Remembering that the wave function is not an observable, there is freedom to assign a transformation property to the wave function. Thus the wave function is assumed to transforms as \begin{equation} \psi(\vec{r},t) \to \psi^\prime (\vec{r},t) = e^{-i(q/c)\Lambda(\vec{r},t)}\psi(\vec{r},t). \Label{EQ10B} \end{equation} Then the Schr\"{o}dinger equation retains its form {\it i.t.} \(\psi\Prime\) obeys the equation \begin{equation} i\hbar\dd[\psi^\prime]{t} = \frac{1}{2m}\left( -i\hbar \nabla -\frac{q}{c} \vec{A}^\prime\right)^2 \psi + q\phi^\prime(\vec{r},t) \psi. \Label{EQ07A}. \end{equation} Thus the form of the Schrodinger equation does not change. It should be noted that the wave function, and the vector and scalar potentials are not physical quantities and are not measurable. The measurable quantities are average values of gauge invariant dynamical variables.

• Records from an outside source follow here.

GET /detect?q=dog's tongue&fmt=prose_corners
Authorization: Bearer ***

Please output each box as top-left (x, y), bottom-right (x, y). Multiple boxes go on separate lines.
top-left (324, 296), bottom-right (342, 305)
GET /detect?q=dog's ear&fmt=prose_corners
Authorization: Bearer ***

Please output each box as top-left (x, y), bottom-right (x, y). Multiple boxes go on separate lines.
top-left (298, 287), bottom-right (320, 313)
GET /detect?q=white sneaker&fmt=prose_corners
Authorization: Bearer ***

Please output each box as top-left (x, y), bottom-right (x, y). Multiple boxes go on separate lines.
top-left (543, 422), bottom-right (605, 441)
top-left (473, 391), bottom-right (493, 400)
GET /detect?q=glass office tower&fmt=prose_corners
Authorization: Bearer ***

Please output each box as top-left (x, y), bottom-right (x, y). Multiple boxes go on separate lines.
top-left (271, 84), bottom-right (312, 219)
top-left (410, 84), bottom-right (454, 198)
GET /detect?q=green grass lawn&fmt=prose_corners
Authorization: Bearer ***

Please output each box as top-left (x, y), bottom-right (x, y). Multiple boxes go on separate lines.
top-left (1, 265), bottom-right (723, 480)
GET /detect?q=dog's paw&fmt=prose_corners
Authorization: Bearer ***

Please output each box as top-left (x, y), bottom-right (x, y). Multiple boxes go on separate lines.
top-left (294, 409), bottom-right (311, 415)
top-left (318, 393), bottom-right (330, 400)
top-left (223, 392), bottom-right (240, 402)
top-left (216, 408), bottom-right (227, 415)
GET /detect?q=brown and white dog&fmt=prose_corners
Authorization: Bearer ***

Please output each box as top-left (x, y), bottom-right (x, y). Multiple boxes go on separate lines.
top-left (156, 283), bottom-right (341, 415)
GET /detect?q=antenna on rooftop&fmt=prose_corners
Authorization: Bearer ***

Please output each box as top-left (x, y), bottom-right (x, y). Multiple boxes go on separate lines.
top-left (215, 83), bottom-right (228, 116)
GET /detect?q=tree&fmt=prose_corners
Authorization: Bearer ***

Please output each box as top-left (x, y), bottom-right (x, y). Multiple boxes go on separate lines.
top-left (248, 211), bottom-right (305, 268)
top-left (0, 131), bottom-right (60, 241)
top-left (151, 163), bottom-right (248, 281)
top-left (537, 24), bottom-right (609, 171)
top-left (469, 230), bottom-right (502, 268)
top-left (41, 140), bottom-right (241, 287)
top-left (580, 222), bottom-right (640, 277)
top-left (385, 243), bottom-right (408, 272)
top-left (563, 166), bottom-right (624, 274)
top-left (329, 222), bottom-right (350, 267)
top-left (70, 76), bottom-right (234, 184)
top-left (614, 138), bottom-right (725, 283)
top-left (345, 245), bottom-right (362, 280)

The averages of gauge invariant quantities computed using the potentials $\vec{A}, \phi$ and the wave function $\psi$ will be the same as those computed using the transformed potentials $\vec{A}^\prime, \phi^\prime$ and transformed wave function $\psi^\prime$. For a system of several particles having charges \(q_k, k=1,...n\), the wave function \(\Psi(\vec{r}_1,.., \vec r_n,t)\) is assigned transformation property \begin{equation} \Psi(\vec{r}_1,.., \vec r_n,t) \to \Psi^\prime (\vec{r}_1,..,\vec r_n,t) = e^{-i\sum_k (q_k/c)\Lambda(\vec{r}_k,t)}\Psi(\vec{r}_1,...,\vec r_n,t). \Label{EQ10A} \end{equation} under gauge transformations \eqref{EQ08}, \eqref{EQ09}.